…visitor

New in Town (2009)

New in TownWhen I go to see a romantic comedy, which I always do reluctantly, I expect a love affair and a lot of laughter. No more, no less. “New in Town” delivers all these, and is quite successful, as well.

“New in Town” is a story of a business woman, who is sent by her company to a small town to modernize one of the factories there. Unlucky for her, a woman from Miami, the factory is in New Ulm, Minnesota. On her way from being just a visitor to becoming a citizen, she meets local folks, most of them curious but friendly people, and has all kinds of problems, which eventually makes her revalue her priorities.

The characters are all likeable, as it usually happens in romantic comedies. The main character, Lucy, is portrayed by Renée Zellweger, who is perfect for the role. She’s a good comedy actress, and she proves that in every scene.

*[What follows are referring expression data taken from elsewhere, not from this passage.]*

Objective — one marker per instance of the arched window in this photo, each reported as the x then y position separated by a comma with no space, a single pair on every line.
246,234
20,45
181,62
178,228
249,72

I’ve never like “Bridget Jones;” I don’t find it funny, at all. However, in “New” Zellweger made me laugh many times. Her partner in crime is Ted, starred by Harry Connick Jr., who also turns out great. I’m sure I’m not the only one who remembers him from (one of my favorite thrillers) “Copycat” (1995). I still shiver at the thought of his performance there (he played a psychopath Daryll Lee Cullum). In “New” he has one scene that reminded me of that performance – when he talks to his daughter’s date. He’s so convincing that I was almost scared. Anyway, besides these two, there are many interesting characters, for example, friendly Blanche (Siobhan Fallon), or grumpy Stu (J.K. Simmons).

The plot is awfully predictable, but I knew that even before watching the movie (every romantic comedy is predictable). In spite of that, I enjoyed it. It’s hysterical. The audience responded with bursts of laughter to every situational joke because those were simply funny. I think it’s a huge advantage of this production. By contrast, I remember a very bad comedy I watched a couple of months ago, “Bride Wars.” It was a total disaster. There was nothing to laugh at. Anyhow, “New in Town” is by far better.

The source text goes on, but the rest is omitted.